La décision du ministère de l’Intérieur de ne pas octroyer un récépissé de reconnaissance officielle au « Mouvement pour le fédéralisme et la démocratie constitutionnels » ou Mfdc n’enchante guère les promoteurs de cette formation politique. Dans une correspondance en date d’hier Jean Marie François Biagui s’est porté-en-faux contre l’argumentaire rendu par le ministre Abdoulaye Daouda Diallo pour récuser le droit à l’existence de son parti.

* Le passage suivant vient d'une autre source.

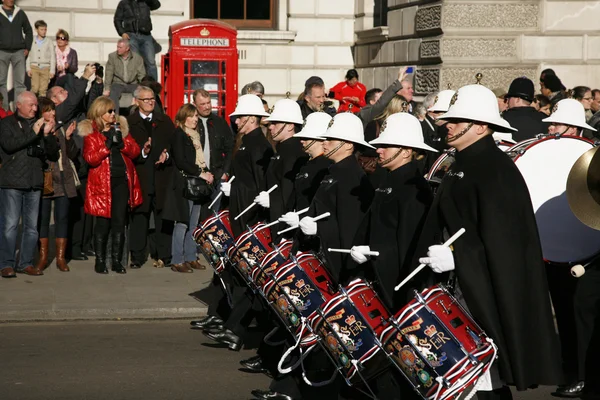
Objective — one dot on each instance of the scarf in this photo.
(61, 59)
(195, 136)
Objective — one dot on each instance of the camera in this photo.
(99, 70)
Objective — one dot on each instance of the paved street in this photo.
(153, 360)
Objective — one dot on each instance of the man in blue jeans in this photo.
(26, 143)
(132, 21)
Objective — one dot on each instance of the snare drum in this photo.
(433, 338)
(297, 290)
(545, 164)
(249, 250)
(349, 326)
(215, 237)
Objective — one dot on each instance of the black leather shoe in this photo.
(571, 391)
(253, 365)
(227, 337)
(268, 394)
(210, 320)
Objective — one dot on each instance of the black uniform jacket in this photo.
(307, 182)
(499, 265)
(154, 179)
(392, 227)
(249, 166)
(282, 171)
(527, 121)
(346, 193)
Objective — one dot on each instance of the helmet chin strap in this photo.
(461, 133)
(392, 158)
(332, 152)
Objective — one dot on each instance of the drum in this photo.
(297, 290)
(249, 250)
(271, 263)
(434, 339)
(349, 326)
(215, 237)
(545, 164)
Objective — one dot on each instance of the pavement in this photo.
(82, 294)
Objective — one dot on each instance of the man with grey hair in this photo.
(123, 73)
(26, 143)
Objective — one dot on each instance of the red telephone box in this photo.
(202, 55)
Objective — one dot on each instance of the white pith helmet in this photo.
(479, 104)
(442, 101)
(315, 125)
(249, 104)
(569, 112)
(402, 130)
(286, 110)
(348, 128)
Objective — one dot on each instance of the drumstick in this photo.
(420, 267)
(220, 194)
(366, 253)
(253, 204)
(315, 219)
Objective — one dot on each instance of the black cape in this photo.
(249, 166)
(392, 227)
(282, 171)
(499, 264)
(346, 193)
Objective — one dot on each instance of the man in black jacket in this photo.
(153, 133)
(16, 37)
(132, 22)
(25, 146)
(520, 115)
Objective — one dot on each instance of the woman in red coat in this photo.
(113, 186)
(349, 92)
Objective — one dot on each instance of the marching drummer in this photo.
(251, 155)
(393, 223)
(498, 264)
(285, 119)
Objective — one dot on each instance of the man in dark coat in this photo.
(520, 115)
(284, 165)
(153, 133)
(498, 264)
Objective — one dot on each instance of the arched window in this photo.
(239, 13)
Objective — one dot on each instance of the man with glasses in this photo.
(17, 37)
(153, 133)
(123, 73)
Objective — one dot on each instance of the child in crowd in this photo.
(41, 62)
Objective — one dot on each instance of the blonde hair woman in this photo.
(113, 186)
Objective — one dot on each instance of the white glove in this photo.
(439, 258)
(358, 253)
(226, 188)
(263, 199)
(291, 218)
(308, 226)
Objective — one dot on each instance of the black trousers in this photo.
(80, 223)
(138, 234)
(118, 212)
(587, 319)
(562, 291)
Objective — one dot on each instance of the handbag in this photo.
(196, 188)
(48, 182)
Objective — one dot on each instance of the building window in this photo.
(239, 13)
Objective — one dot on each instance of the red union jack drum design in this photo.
(215, 237)
(433, 339)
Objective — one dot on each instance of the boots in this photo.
(117, 253)
(100, 248)
(61, 249)
(43, 258)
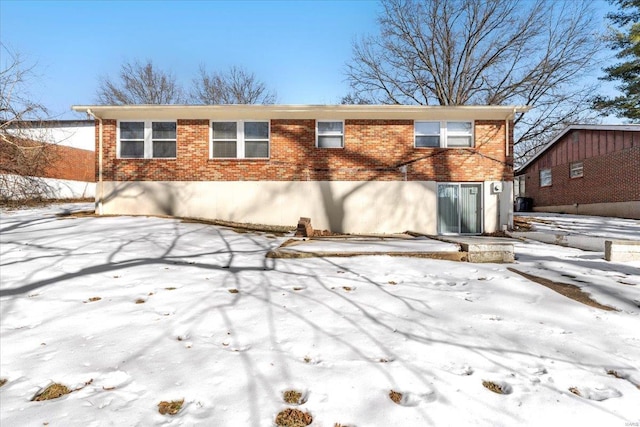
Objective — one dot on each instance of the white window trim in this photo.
(443, 133)
(573, 170)
(240, 140)
(318, 135)
(550, 177)
(148, 139)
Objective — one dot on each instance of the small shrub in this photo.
(53, 391)
(496, 388)
(395, 396)
(293, 418)
(616, 374)
(170, 408)
(293, 397)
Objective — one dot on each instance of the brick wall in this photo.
(373, 150)
(611, 162)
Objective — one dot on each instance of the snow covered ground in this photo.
(134, 311)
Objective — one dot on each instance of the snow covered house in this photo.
(586, 169)
(350, 168)
(50, 159)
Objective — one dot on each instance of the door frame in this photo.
(459, 185)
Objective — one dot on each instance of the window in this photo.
(459, 134)
(427, 134)
(147, 139)
(576, 169)
(240, 140)
(443, 134)
(330, 134)
(545, 177)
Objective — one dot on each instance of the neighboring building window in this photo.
(147, 139)
(443, 134)
(545, 177)
(240, 140)
(576, 169)
(330, 134)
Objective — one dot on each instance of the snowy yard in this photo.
(128, 312)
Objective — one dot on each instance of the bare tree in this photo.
(140, 84)
(235, 86)
(24, 154)
(482, 52)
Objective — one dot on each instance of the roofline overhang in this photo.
(321, 112)
(563, 132)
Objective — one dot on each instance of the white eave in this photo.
(252, 112)
(563, 132)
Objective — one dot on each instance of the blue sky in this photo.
(298, 48)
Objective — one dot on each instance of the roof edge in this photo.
(181, 111)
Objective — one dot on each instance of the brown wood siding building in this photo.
(592, 170)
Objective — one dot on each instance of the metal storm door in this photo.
(459, 208)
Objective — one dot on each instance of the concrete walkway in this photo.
(618, 238)
(472, 249)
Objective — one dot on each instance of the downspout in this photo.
(100, 181)
(507, 138)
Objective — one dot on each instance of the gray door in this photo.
(459, 208)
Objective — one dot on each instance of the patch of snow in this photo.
(431, 330)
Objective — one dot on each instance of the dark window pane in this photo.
(427, 128)
(164, 149)
(256, 149)
(163, 130)
(256, 130)
(329, 141)
(224, 149)
(131, 130)
(330, 128)
(459, 141)
(224, 130)
(427, 141)
(131, 149)
(459, 127)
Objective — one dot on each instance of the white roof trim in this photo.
(239, 112)
(631, 128)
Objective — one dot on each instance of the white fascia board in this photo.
(240, 112)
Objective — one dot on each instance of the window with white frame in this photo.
(453, 134)
(146, 139)
(427, 134)
(240, 139)
(545, 178)
(576, 169)
(330, 134)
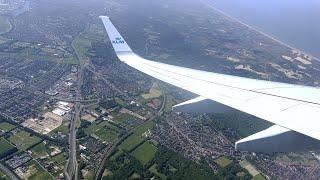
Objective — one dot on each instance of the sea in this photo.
(294, 22)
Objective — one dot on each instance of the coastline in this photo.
(205, 2)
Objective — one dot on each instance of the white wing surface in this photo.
(293, 107)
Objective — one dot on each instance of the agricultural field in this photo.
(143, 128)
(223, 161)
(154, 170)
(103, 131)
(24, 140)
(37, 171)
(93, 33)
(60, 158)
(154, 92)
(5, 146)
(63, 129)
(6, 127)
(131, 142)
(126, 119)
(145, 152)
(39, 150)
(3, 176)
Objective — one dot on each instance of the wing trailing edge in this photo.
(294, 109)
(277, 139)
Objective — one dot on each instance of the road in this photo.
(8, 172)
(72, 164)
(118, 142)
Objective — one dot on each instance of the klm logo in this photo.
(118, 40)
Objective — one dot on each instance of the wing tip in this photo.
(104, 17)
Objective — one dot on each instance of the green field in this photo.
(102, 132)
(145, 152)
(39, 150)
(154, 92)
(63, 129)
(124, 118)
(6, 127)
(60, 158)
(5, 146)
(130, 142)
(259, 177)
(154, 170)
(3, 176)
(24, 140)
(39, 171)
(223, 161)
(143, 128)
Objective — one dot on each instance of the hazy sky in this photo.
(296, 22)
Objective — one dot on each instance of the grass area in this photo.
(115, 155)
(24, 140)
(39, 150)
(249, 167)
(5, 146)
(145, 152)
(154, 92)
(102, 132)
(130, 142)
(259, 177)
(60, 158)
(143, 128)
(107, 173)
(81, 44)
(64, 129)
(5, 25)
(124, 118)
(223, 161)
(38, 172)
(154, 170)
(169, 104)
(3, 176)
(6, 127)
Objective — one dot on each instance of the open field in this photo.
(39, 151)
(23, 140)
(102, 132)
(154, 170)
(145, 152)
(37, 171)
(5, 146)
(6, 127)
(60, 158)
(154, 92)
(143, 128)
(259, 177)
(130, 142)
(63, 129)
(248, 166)
(3, 176)
(223, 161)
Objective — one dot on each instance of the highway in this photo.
(72, 164)
(6, 171)
(118, 142)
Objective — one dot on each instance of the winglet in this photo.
(118, 42)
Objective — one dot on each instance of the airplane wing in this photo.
(294, 109)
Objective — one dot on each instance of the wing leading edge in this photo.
(293, 107)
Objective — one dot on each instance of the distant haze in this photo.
(296, 22)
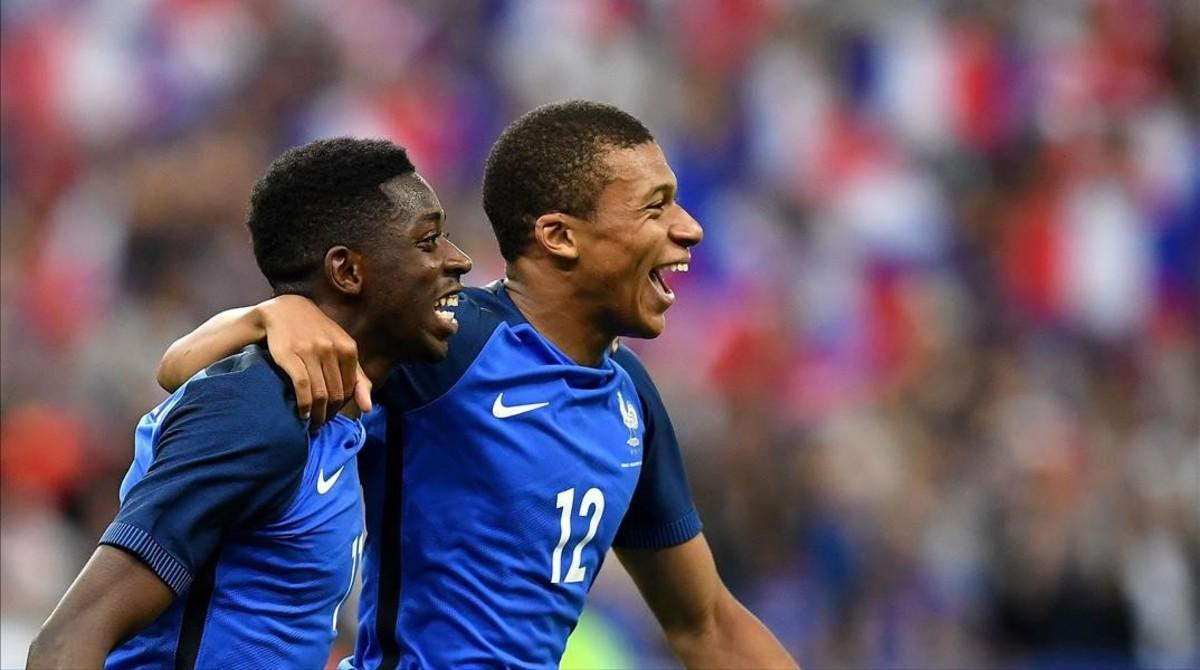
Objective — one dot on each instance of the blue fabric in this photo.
(504, 474)
(226, 483)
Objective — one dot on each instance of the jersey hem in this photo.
(660, 537)
(141, 544)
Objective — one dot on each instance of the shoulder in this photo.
(241, 402)
(628, 360)
(480, 312)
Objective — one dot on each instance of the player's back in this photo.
(253, 524)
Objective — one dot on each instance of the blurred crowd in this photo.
(936, 366)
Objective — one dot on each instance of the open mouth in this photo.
(442, 309)
(659, 282)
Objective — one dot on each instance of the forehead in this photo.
(637, 171)
(412, 196)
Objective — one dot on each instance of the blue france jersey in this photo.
(253, 524)
(508, 473)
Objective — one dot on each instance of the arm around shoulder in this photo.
(222, 335)
(703, 622)
(321, 359)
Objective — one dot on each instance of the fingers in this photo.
(294, 368)
(333, 378)
(318, 392)
(347, 366)
(361, 389)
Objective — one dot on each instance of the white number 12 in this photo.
(593, 500)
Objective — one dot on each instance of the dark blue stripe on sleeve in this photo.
(659, 537)
(139, 543)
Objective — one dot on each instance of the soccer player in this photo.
(239, 532)
(514, 465)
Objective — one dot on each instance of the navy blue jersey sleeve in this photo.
(661, 513)
(229, 454)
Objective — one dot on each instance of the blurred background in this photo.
(936, 368)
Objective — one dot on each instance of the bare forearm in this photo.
(732, 638)
(57, 648)
(222, 335)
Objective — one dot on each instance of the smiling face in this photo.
(414, 273)
(636, 238)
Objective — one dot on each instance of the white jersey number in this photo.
(592, 504)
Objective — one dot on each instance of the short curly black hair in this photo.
(317, 196)
(551, 160)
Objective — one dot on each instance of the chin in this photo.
(647, 329)
(435, 351)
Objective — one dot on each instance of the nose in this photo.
(685, 231)
(456, 263)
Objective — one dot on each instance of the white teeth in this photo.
(448, 301)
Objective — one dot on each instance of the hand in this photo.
(317, 354)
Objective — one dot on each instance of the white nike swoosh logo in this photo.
(324, 485)
(502, 411)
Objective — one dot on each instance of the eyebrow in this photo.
(666, 189)
(436, 216)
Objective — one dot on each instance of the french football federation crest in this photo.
(629, 414)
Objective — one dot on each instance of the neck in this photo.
(376, 364)
(549, 303)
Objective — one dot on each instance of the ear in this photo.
(556, 234)
(343, 270)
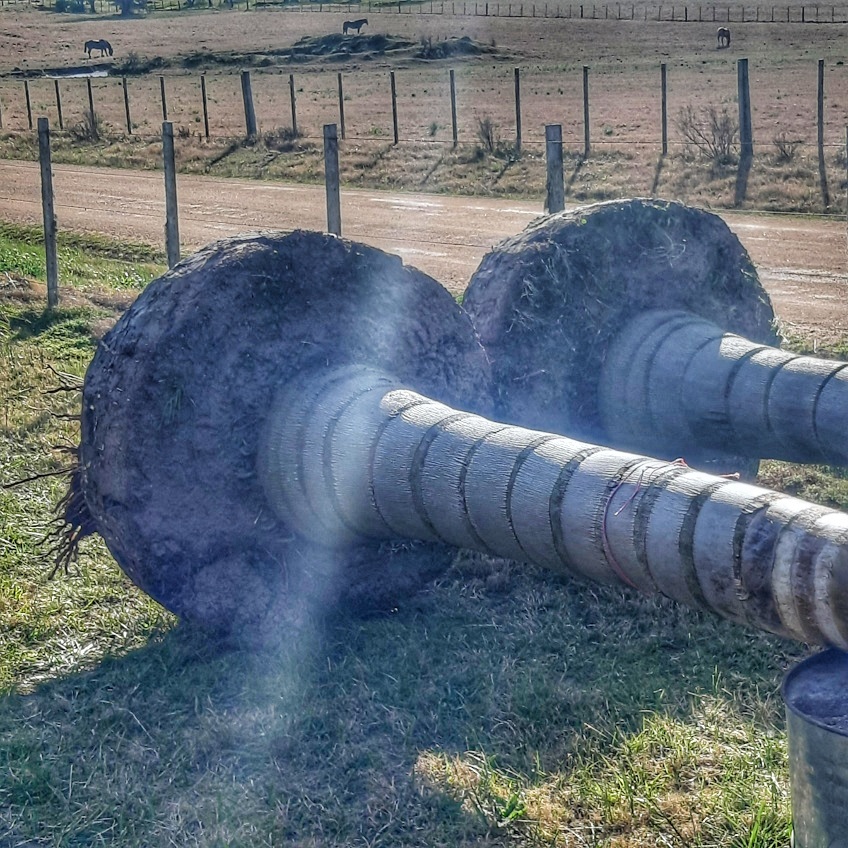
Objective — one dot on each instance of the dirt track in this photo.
(803, 262)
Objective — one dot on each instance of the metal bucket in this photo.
(816, 696)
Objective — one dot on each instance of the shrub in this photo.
(712, 133)
(786, 147)
(88, 129)
(487, 134)
(282, 139)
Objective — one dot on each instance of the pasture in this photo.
(280, 46)
(503, 706)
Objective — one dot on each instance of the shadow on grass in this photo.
(437, 725)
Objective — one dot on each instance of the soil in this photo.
(802, 262)
(623, 58)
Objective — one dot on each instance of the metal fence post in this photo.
(331, 179)
(49, 215)
(172, 224)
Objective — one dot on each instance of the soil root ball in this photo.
(548, 302)
(174, 404)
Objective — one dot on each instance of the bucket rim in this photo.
(826, 657)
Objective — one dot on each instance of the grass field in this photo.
(502, 706)
(623, 58)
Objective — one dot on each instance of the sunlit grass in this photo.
(503, 706)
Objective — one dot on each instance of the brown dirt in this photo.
(802, 262)
(624, 59)
(174, 406)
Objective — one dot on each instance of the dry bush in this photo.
(786, 146)
(711, 132)
(282, 139)
(487, 134)
(90, 128)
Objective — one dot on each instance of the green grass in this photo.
(502, 707)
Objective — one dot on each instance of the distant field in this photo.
(624, 58)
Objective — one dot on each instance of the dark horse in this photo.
(102, 45)
(357, 25)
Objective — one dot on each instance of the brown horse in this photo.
(102, 45)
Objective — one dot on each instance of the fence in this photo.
(554, 200)
(413, 107)
(723, 13)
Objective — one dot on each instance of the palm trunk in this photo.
(672, 380)
(348, 454)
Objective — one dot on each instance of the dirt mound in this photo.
(176, 398)
(336, 45)
(451, 48)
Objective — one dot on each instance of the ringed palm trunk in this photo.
(349, 454)
(672, 380)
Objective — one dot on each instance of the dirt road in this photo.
(803, 262)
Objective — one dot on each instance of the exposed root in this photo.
(71, 524)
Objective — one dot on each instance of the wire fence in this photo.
(434, 106)
(716, 12)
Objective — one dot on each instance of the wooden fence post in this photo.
(49, 215)
(820, 137)
(453, 109)
(518, 110)
(394, 106)
(249, 113)
(554, 184)
(586, 139)
(294, 106)
(59, 104)
(164, 101)
(746, 137)
(341, 106)
(172, 224)
(91, 113)
(664, 86)
(29, 104)
(127, 104)
(205, 105)
(331, 179)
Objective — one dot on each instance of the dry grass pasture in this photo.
(503, 706)
(623, 58)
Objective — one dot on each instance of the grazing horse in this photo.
(102, 45)
(357, 25)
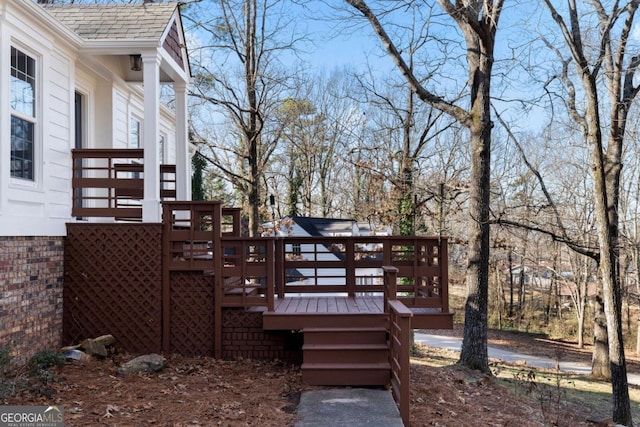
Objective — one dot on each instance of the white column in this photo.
(150, 137)
(183, 174)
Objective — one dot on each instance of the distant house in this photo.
(80, 86)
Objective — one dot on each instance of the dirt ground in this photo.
(207, 392)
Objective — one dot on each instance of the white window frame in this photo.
(135, 122)
(36, 172)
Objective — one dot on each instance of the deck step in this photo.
(286, 321)
(346, 356)
(346, 374)
(364, 335)
(345, 353)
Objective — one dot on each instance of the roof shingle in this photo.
(142, 21)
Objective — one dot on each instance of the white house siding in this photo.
(42, 206)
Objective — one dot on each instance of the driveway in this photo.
(455, 343)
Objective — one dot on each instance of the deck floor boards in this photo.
(329, 304)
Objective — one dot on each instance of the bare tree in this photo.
(610, 61)
(239, 76)
(478, 21)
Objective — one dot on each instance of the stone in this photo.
(147, 363)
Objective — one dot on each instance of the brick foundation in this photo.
(243, 337)
(31, 283)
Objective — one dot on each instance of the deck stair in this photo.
(346, 356)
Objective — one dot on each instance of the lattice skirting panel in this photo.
(113, 284)
(192, 314)
(243, 337)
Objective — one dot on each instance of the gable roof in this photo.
(142, 21)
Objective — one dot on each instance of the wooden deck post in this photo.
(279, 266)
(400, 346)
(166, 279)
(390, 279)
(443, 262)
(350, 270)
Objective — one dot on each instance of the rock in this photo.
(147, 363)
(74, 354)
(98, 346)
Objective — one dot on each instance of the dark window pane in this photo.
(23, 83)
(22, 133)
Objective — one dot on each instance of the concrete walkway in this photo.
(352, 407)
(355, 407)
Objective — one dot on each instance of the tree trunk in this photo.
(600, 358)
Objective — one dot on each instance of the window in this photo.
(161, 148)
(23, 114)
(135, 136)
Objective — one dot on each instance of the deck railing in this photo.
(110, 183)
(254, 270)
(354, 265)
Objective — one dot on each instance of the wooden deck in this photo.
(330, 304)
(300, 312)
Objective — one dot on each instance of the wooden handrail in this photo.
(110, 182)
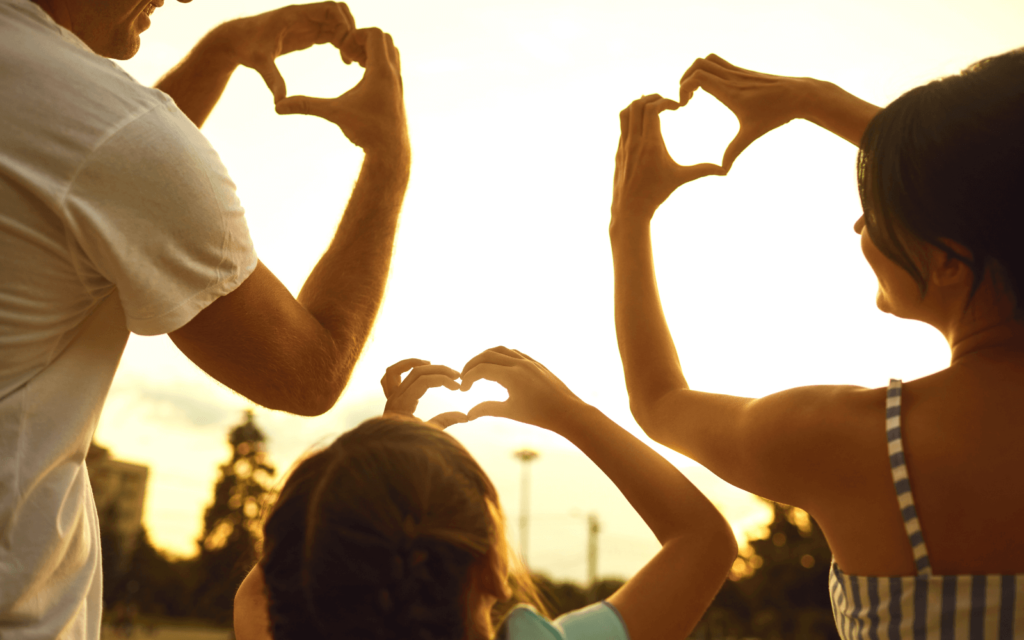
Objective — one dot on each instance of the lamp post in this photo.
(524, 456)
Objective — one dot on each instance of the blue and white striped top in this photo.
(923, 606)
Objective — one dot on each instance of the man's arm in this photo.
(771, 445)
(762, 102)
(199, 80)
(297, 355)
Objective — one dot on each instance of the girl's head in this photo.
(943, 166)
(392, 531)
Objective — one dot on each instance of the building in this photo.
(120, 493)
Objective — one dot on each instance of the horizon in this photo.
(513, 120)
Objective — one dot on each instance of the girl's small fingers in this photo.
(718, 59)
(392, 375)
(423, 383)
(448, 419)
(501, 374)
(491, 408)
(426, 370)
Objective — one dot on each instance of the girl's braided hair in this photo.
(375, 538)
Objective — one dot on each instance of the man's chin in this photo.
(123, 48)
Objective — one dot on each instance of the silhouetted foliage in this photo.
(229, 546)
(783, 592)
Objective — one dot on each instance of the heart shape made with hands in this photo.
(698, 132)
(441, 401)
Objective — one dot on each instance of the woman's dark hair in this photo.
(375, 538)
(945, 162)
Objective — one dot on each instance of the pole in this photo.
(593, 528)
(525, 456)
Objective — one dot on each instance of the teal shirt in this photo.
(597, 622)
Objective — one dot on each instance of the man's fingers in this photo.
(375, 44)
(448, 419)
(274, 81)
(487, 371)
(718, 87)
(491, 408)
(698, 171)
(718, 59)
(422, 383)
(392, 375)
(428, 371)
(348, 14)
(304, 104)
(736, 146)
(352, 47)
(651, 113)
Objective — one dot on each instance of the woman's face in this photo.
(898, 293)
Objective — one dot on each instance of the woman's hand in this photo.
(536, 395)
(403, 395)
(763, 102)
(645, 173)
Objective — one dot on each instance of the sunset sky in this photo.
(513, 118)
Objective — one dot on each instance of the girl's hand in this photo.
(645, 173)
(536, 395)
(760, 101)
(403, 395)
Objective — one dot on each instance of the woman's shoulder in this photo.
(597, 622)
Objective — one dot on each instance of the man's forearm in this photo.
(199, 80)
(645, 345)
(345, 289)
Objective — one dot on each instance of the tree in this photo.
(229, 546)
(780, 588)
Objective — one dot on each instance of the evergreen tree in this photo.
(781, 587)
(229, 546)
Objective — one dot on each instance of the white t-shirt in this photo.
(596, 622)
(116, 215)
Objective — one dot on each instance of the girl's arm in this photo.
(763, 102)
(668, 597)
(795, 446)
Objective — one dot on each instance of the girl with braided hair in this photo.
(395, 532)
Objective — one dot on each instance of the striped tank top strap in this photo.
(894, 434)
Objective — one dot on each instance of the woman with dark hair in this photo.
(915, 486)
(394, 531)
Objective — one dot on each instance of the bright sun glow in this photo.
(513, 117)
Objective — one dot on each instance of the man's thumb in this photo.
(274, 81)
(303, 104)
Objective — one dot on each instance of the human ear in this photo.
(949, 267)
(251, 620)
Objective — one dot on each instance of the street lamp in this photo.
(524, 456)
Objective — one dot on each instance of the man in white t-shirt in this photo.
(117, 216)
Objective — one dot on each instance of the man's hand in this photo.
(760, 101)
(403, 395)
(258, 40)
(763, 102)
(645, 173)
(372, 114)
(536, 395)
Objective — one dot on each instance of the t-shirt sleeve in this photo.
(154, 212)
(597, 622)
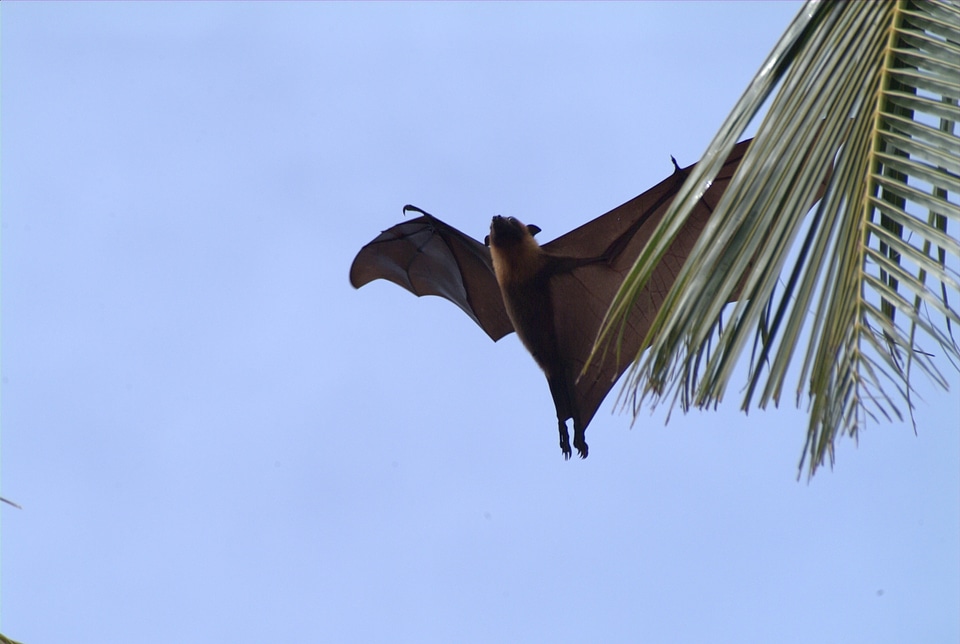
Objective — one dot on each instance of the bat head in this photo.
(509, 231)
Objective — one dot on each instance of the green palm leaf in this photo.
(867, 108)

Un motif attestant que « le sigle du parti est identique à celui du Mfdc (Mouvement des forces démocratiques de la Casamance-maquis).


Rédigé par leral.net le Lundi 31 Août 2015 à 11:22 | | 3 commentaire(s)|

Refus d'octroyer au Mfdc son récépissé officielle : Biagui "charge" Abdoulaye Daouda Diallo
Contestant vivement la décision du ministre et de ses services, Biagui dira ainsi à l’encontre d’Abdoulaye Daouda Diallo : « Nous aurions certainement compris votre attitude et votre décision, si le Mouvement des forces démocratiques de la Casamance (Mfdc), parce qu’il aurait été enregistré auprès de vos services puis reconnu comme parti politique légalement constitué, avait formellement contesté notre droit de disposer du sigle « Mfdc » en tant que « Mouvement pour le fédéralisme et la démocratie constitutionnels ». Avec une rhétorique musclée, M. Biagui a vivement chargé par suite, d'après Sud Quotidien, Abdoulaye Daouda Diallo dont il a vivement décrié « l’aversion pour le Mfdc ». « En l’espèce, Monsieur le ministre, le danger pour la République ne se trouve pas dans notre passé, mais plutôt dans votre inaptitude à transcender et dans votre incapacité à convoquer, en toute objectivité, le présent qui nous est propre et qui se veut totalement ordonné à la quête effrénée de la paix définitive sinon durable en Casamance ». Allant même plus loin, le leader du Mfdc dira dans son communiqué : « Pis, vous êtes vous-même un danger pour la République dès lors que, pour vous, contrairement à nous autres qui incarnons le « Mouvement pour le fédéralisme et la démocratie constitutionnels », il ne saurait y avoir une vie au Sénégal après la rébellion et le maquis casamançais ».